Glen Powell joue Ben Richards dans la nouvelle version de The Running ManCrédit: PA
Dans un tel monde, il est possible que toute la population soit collée à une seule émission de télévision – ce qui est crucial pour l’intrigue du film d’Edgar Wright. L’homme qui courtadapté par Wright et son co-auteur Michael Bacall du roman de Stephen King du même titre, publié pour la première fois sous un pseudonyme en 1982 (quelques années après le roman conceptuellement similaire de King La longue marcheégalement porté à l’écran cette année).
Le livre avait déjà été tourné en 1987, avec Arnold Schwarzenegger en tête, bien que cette version n’était pas particulièrement fidèle au matériel source ou, de l’avis général, aux meilleures heures d’Arnie. Ici, l’homme du moment, Glen Powell, incarne le héros opprimé Ben Richards, un ouvrier du bâtiment licencié d’un emploi après l’autre pour insubordination justifiée.
Désespéré de trouver des fonds pour aider son enfant malade, il se porte volontaire pour le jeu télévisé numéro un aux États-Unis. L’homme qui courtune compétition de vie ou de mort qui consiste à courir à travers le pays en essayant de rester hors de vue, tandis que le public reçoit des prix pour avoir aidé les crétins sur sa piste à le traquer.

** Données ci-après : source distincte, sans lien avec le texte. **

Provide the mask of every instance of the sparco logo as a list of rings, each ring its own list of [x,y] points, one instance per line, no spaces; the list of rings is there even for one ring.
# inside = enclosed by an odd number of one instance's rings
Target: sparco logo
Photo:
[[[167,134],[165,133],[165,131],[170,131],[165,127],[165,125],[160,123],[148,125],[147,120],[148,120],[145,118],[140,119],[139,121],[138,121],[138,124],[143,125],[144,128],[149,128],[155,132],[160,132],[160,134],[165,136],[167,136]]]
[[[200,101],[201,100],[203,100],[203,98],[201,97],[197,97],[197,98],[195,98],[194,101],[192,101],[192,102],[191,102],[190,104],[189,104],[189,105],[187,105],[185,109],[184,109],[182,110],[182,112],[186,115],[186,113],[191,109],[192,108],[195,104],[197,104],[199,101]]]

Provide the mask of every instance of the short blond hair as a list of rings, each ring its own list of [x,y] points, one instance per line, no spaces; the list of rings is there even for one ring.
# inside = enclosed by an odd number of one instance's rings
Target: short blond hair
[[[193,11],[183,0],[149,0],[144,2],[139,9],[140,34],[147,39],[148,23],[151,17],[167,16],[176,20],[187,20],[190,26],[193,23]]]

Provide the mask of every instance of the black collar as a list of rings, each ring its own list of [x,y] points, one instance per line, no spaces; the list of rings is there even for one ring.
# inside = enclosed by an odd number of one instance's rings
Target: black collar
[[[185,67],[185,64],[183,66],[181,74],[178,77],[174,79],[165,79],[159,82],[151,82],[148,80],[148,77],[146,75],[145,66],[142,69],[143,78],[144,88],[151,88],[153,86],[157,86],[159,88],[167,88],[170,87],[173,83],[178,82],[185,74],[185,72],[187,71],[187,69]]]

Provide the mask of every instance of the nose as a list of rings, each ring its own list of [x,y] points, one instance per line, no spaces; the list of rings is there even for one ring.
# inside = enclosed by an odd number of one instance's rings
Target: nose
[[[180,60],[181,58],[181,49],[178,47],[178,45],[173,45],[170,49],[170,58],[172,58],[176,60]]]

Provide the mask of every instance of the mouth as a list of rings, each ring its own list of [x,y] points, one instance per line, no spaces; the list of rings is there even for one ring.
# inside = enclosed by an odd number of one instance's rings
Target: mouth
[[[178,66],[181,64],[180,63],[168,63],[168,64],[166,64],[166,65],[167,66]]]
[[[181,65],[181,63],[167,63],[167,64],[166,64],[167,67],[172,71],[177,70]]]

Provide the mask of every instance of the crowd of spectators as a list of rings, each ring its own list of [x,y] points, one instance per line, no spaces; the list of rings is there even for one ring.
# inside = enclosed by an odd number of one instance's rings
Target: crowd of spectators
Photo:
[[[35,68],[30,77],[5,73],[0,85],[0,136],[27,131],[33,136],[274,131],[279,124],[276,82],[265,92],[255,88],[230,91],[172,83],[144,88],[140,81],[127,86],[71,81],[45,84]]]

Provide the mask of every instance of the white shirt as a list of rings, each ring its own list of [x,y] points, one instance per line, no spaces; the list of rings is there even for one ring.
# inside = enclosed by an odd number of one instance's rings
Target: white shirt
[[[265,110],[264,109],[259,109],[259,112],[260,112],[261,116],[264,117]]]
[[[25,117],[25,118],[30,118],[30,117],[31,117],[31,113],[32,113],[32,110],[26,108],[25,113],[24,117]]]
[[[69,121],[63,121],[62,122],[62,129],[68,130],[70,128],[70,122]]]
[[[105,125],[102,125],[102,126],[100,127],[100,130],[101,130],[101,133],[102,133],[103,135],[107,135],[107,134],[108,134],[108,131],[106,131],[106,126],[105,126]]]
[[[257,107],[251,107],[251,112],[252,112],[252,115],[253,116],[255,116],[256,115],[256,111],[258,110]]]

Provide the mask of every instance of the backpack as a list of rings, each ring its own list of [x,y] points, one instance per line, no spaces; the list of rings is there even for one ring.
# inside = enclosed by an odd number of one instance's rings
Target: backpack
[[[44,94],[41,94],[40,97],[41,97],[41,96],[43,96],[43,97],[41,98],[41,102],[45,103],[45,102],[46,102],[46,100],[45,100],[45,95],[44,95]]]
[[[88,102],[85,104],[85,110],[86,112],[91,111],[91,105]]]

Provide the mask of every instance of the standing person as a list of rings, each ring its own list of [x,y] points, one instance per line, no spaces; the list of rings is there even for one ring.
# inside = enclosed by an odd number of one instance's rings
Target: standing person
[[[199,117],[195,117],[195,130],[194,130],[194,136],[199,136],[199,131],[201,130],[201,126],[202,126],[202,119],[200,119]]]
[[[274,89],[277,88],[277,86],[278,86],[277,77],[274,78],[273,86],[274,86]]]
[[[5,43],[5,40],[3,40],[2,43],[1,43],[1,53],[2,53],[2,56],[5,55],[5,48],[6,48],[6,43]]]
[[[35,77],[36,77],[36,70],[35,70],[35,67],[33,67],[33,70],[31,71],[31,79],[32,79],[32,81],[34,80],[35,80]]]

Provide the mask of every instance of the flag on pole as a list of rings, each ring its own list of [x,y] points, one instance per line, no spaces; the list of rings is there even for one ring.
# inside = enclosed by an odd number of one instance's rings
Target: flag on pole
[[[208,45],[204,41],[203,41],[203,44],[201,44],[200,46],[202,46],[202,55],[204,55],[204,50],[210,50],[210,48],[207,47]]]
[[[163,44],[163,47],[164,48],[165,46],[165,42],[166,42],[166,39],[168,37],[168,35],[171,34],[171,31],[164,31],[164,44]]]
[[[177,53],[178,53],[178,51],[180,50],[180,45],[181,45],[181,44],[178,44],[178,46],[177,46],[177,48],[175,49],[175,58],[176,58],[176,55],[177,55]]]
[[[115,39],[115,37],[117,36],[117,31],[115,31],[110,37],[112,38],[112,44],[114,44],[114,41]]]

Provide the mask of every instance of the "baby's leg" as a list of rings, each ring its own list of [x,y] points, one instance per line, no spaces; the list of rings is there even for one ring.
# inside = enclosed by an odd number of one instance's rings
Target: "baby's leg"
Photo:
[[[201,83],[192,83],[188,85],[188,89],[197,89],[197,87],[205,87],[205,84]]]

Si Ben tient 30 jours, lui et ses proches seront prêts à vivre. Le hic, c’est que jusqu’à présent, aucun concurrent n’a survécu aussi longtemps – mais peut-être que Ben a ce qu’il faut pour être le premier, ou du moins pour se venger de l’animateur malicieux de la série (Colman Domingo) et du créateur machiavélique (Josh Brolin, dans le rôle qui aurait appartenu à Dennis Hopper).

Tout devient un peu ridicule lorsque Michael Cera apparaît à mi-chemin. Crédit: PA
Les considérations morales mises à part, il est facile de comprendre pourquoi cette série serait un succès : les séquences de poursuite sont captivantes et ingénieusement mises en scène (de la manière visiblement scénarisée qui est la marque de Wright, chaque plan ressemble à un panneau dans une bande dessinée). Il s’agit d’un film sur les ruelles, les couloirs, les cages d’escalier, les cages d’ascenseur, les égouts et les toits, où Ben est constamment testé non seulement sur sa vitesse et son endurance, mais aussi sur sa capacité à improviser des issues de secours.
Ce n’est pas une parodie pure et simple comme celle de Wright Scott Pilgrim contre le mondemais c’est quand même sciemment idiot, surtout quand Michael Cera – Scott Pilgrim lui-même – apparaît à mi-chemin comme l’un de ces révolutionnaires en lambeaux susmentionnés, tout aussi à l’aise avec la pose de pièges mortels et l’impression de zines.